ECLI:NL:RVS:2023:672
Raad van State
- Hoger beroep
- Rechtspraak.nl
Afwijzing verblijfsvergunning asiel en hoger beroep
In deze zaak heeft de staatssecretaris van Justitie en Veiligheid op 27 augustus 2021 een aanvraag van een vreemdeling voor een verblijfsvergunning asiel voor bepaalde tijd afgewezen. De vreemdeling heeft hiertegen beroep ingesteld bij de rechtbank Den Haag, zittingsplaats Arnhem. Op 15 juli 2022 heeft de rechtbank het beroep ongegrond verklaard. De vreemdeling, vertegenwoordigd door mr. H.M. Schurink-Smit, heeft vervolgens hoger beroep ingesteld tegen deze uitspraak.

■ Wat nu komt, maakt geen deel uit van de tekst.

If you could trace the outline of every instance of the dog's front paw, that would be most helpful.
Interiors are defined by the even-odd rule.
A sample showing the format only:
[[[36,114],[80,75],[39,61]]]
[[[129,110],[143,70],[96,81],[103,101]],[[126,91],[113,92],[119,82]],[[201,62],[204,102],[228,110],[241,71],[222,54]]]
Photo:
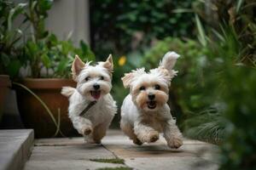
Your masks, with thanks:
[[[182,146],[183,144],[183,142],[181,138],[179,137],[175,137],[175,138],[172,138],[172,139],[170,139],[168,142],[168,146],[170,148],[175,148],[175,149],[177,149],[179,148],[180,146]]]
[[[89,135],[91,133],[91,132],[92,132],[91,127],[84,126],[82,128],[82,133],[84,135]]]
[[[145,133],[143,138],[141,138],[141,141],[143,143],[152,143],[155,142],[159,139],[159,133],[157,131],[150,131],[148,133]]]
[[[143,143],[138,139],[134,139],[132,141],[133,141],[133,144],[137,144],[137,145],[143,144]]]

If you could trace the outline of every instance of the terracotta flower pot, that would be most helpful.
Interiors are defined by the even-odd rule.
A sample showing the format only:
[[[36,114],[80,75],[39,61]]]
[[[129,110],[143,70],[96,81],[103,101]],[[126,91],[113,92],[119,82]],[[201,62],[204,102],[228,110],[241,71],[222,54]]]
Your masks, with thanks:
[[[56,122],[58,112],[60,112],[60,128],[64,135],[77,135],[68,118],[68,99],[61,94],[63,86],[76,86],[73,81],[56,78],[27,78],[20,83],[31,89],[46,104]],[[36,138],[52,137],[56,131],[56,126],[44,105],[27,90],[18,85],[15,86],[15,89],[19,111],[24,126],[27,128],[33,128]],[[59,133],[58,137],[61,136]]]
[[[0,122],[3,115],[5,96],[9,91],[11,82],[8,75],[0,75]]]

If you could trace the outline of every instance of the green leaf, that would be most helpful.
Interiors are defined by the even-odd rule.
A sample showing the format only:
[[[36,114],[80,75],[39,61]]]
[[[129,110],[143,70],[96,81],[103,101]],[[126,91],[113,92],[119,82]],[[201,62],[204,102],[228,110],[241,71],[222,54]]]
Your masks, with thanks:
[[[8,74],[10,77],[15,77],[19,74],[20,69],[21,67],[20,61],[18,60],[12,60],[7,66]]]
[[[206,33],[197,14],[195,14],[195,22],[196,22],[197,30],[199,31],[198,39],[200,42],[205,47],[207,46],[207,43],[206,38]]]
[[[1,54],[1,63],[3,65],[7,66],[10,62],[9,56],[8,56],[5,53]]]
[[[239,12],[240,8],[241,8],[242,3],[243,3],[243,0],[238,0],[238,1],[237,1],[236,7],[236,13]]]
[[[41,56],[41,60],[42,60],[44,65],[46,68],[49,68],[50,67],[51,61],[50,61],[49,58],[48,57],[48,55],[46,54],[44,54]]]
[[[61,75],[67,70],[67,65],[68,65],[68,59],[62,59],[57,65],[55,73]]]

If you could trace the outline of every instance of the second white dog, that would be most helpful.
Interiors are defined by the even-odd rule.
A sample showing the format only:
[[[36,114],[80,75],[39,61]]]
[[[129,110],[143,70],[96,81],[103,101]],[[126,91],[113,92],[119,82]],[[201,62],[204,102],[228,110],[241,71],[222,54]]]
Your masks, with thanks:
[[[164,133],[169,147],[183,144],[167,105],[170,82],[177,74],[172,67],[178,57],[175,52],[168,52],[158,68],[149,72],[137,69],[122,78],[125,88],[130,88],[130,94],[121,107],[120,127],[134,144],[154,142],[159,133]]]
[[[113,60],[96,65],[84,63],[76,56],[72,74],[77,88],[64,87],[61,94],[69,98],[68,115],[73,127],[88,143],[101,143],[117,112],[112,88]]]

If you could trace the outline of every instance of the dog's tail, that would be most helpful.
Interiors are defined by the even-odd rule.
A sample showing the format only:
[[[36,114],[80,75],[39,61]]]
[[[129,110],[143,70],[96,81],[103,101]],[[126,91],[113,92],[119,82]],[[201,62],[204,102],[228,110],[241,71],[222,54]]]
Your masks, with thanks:
[[[61,94],[67,98],[69,98],[76,90],[76,88],[72,87],[65,86],[62,88]]]

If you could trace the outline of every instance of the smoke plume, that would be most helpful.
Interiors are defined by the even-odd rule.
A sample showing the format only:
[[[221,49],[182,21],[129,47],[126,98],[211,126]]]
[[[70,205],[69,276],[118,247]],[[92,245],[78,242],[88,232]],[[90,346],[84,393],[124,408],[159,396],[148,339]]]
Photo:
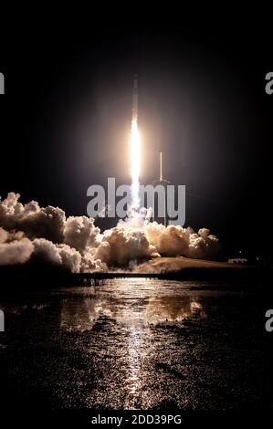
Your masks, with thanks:
[[[40,207],[19,202],[9,193],[0,203],[0,266],[44,263],[71,272],[131,267],[132,264],[161,256],[213,258],[218,239],[208,229],[149,221],[149,211],[131,213],[114,228],[100,232],[94,219],[69,216],[58,207]]]

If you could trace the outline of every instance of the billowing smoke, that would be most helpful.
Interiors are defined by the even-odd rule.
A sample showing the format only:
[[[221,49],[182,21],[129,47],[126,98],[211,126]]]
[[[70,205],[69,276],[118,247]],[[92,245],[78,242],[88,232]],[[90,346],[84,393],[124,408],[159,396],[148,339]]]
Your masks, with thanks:
[[[0,266],[44,263],[71,272],[130,267],[152,256],[213,258],[218,239],[209,230],[194,233],[149,222],[145,209],[101,233],[94,219],[69,216],[58,207],[19,202],[9,193],[0,203]]]
[[[165,227],[152,222],[146,225],[145,232],[149,243],[165,256],[207,259],[215,257],[220,249],[218,239],[206,228],[194,233],[191,228],[172,225]]]

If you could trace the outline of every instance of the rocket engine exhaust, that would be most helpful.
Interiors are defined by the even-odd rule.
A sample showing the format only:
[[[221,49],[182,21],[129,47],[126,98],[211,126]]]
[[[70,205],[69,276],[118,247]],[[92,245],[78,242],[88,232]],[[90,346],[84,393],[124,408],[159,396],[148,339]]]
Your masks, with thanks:
[[[140,133],[138,129],[138,78],[135,75],[132,89],[132,117],[131,127],[131,210],[140,208]]]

De Afdeling bestuursrechtspraak van de Raad van State heeft op 20 februari 2023 uitspraak gedaan in het hoger beroep. De Afdeling oordeelt dat het hoger beroep niet leidt tot vernietiging van de uitspraak van de rechtbank. De rechtbank heeft terecht en op goede gronden geoordeeld dat de aanvraag van de vreemdeling voor een verblijfsvergunning asiel niet kon worden toegewezen. De Afdeling neemt de motivering van de rechtbank over en concludeert dat het hogerberoepschrift geen vragen bevat die in het belang van de rechtseenheid, de rechtsontwikkeling of de rechtsbescherming in algemene zin beantwoord moeten worden.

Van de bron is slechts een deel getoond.